A Shared Heart: The Civilian-Military Divide

myra headshot
myra headshot
Rabbi Myra Meskin

Director, BCI

Rabbi Myra Meskin is the Associate Director of the Maas Center for Jewish Journeys at the AJU, where she’s honored to walk with those engaging in meaningful identity formation through the Ziering BCI Program, the Miller Introduction to Judaism program, Marriage for Life, and the AJU Community Mikveh. A graduate of the Ziegler School of Rabbinic Studies at American Jewish University, she holds a Masters in Experiential Jewish Education from the Jewish Theological Seminary and studied in the Pardes Experiential Educators Program. She currently lives in Boston with her husband Rabbi Ben Gurin and their daughter Eleanor.

posted on November 10, 2021

On Veterans Day, we honor the veterans who served our nation and recognize those who have made personal sacrifices for our country and fought for our shared values. Other nations and times in history have seen mandatory conscription to the armed forces, but today the United States is blessed to have a volunteer military corps. While this reality is a blessing to those citizens for whom military service is not a personal ambition, it is also a reality that creates a divide of experience between civilians and service members, both past and present. What then might help us bridge that divide?

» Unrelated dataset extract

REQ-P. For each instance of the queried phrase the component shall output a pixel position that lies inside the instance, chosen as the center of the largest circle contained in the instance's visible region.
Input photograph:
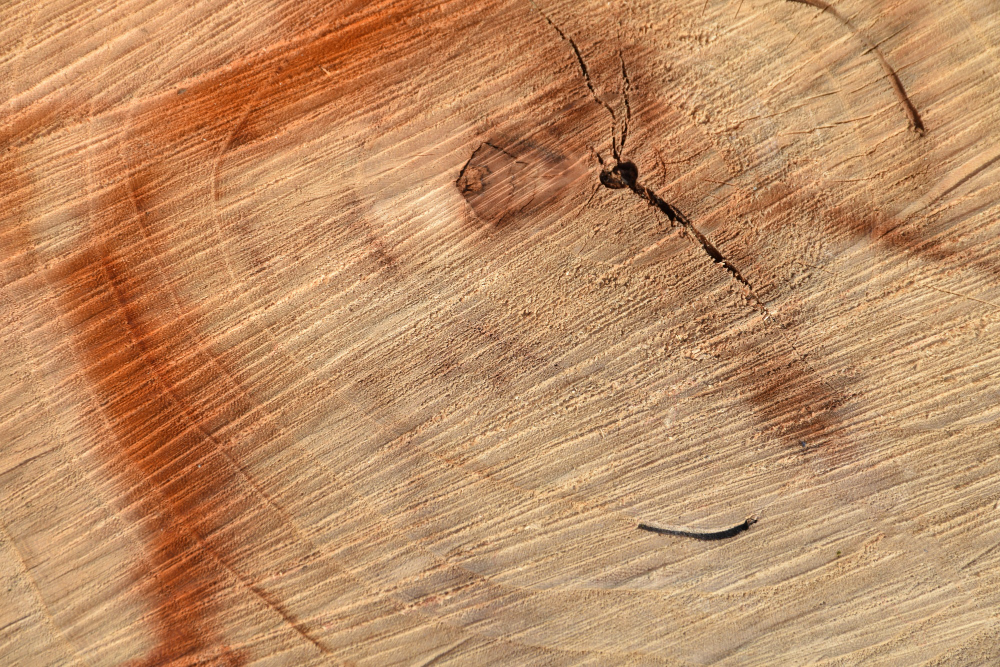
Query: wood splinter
(702, 534)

Let us look to chapter 20 of the book of Deuteronomy: the Israelites are given laws for how to conduct themselves in war, and before setting out to battle, the officers are to address the troops and say the following:

Who is the one who has built a new house but has not yet inhabited it? Let them go and return to their house, lest they die in the war and another person inhabit their house.

Who is the one who has planted a vineyard and has not yet harvested it? Let them go and return to their house, lest they die in the war and another person harvest it.

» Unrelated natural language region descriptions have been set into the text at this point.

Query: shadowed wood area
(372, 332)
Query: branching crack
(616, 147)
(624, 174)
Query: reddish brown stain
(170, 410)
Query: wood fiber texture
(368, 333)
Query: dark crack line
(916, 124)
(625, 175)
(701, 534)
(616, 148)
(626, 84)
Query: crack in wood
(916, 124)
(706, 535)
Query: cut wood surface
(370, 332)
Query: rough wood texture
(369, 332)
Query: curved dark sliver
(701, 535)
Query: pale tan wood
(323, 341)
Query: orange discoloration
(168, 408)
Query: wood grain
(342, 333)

Who is the one who has been betrothed to a woman but has not yet taken her as a wife? Let them go and return to their house, lest they die in the war and another person marry her (Deuteronomy 20:5-7).

The idea here seems to be that if we leave something incomplete, we fall into a state of mind that the rabbis call trafe da’at - a torn mind - a mind pulled in various directions. Such a person would be distracted, of little use in an army, potentially even endangering the lives of others. According to Deuteronomy, we can become so distracted by our own unfinished business, that we are useless to serve any communal need. It is no wonder that the Hebrew word for wholeness (shalem) shares the same root as the word for peace (shalom), as often the feeling of completion is what brings us a sense of true peace.

A torn mind might not be how we articulate the reason we civilians abstain from military service; however, the idea that one’s mind must be fully committed when engaging in something as consuming and tactful as military action is not difficult to understand. It follows then that those who’ve volunteered for military service have sacrificed not only their physical health and safety, but also their time and efforts toward other goals they might wish to pursue in life, in order that their minds be focused and whole during their service. It is with this perspective that we can seek further guidance from Deuteronomy in how we might begin to acknowledge this effort given by our veterans.

Deuteronomy provides one last instruction in this (20:8):

Who is the one who is fearful and faint-hearted? Let them go and return to their house, lest their brother’s heart melt as their heart has.

In Rabbi Alan Lew's book, This is Real and You Are Completely Unprepared (p. 81), he teaches that what is implied by this statement is quite simple, but quite profound: we all share the same heart. In a dangerous situation, just one fearful person can affect the safety of us all, because in reality, we affect each other so much more deeply than any of us realize. From the outside, says Lew, we can tell where one of us ends and another one of us begins, but emotionally and spiritually, it is much less clear.

I believe that this reality – that we all share the same heart – is similarly the simple yet profound remedy to the divide often experienced between civilians and veterans. That when our life experiences differ, the answer is to seek unity with the hearts of those around us, that the joys and sorrows of their life experience might give us perspective and remind us of our greater and shared purpose. This Veterans Day, let us commit to sharing our hearts: show up for veterans at a local event, ask a veteran about their time in the military, write a letter to a veteran at a local VA hospital, look up your ancestry and learn about a family member who was a veteran, or find a myriad of other ways to connect hearts with a veteran.

In doing so, may we discover a oneness in our hearts that brings us comfort, strength, and a vision for a shared future.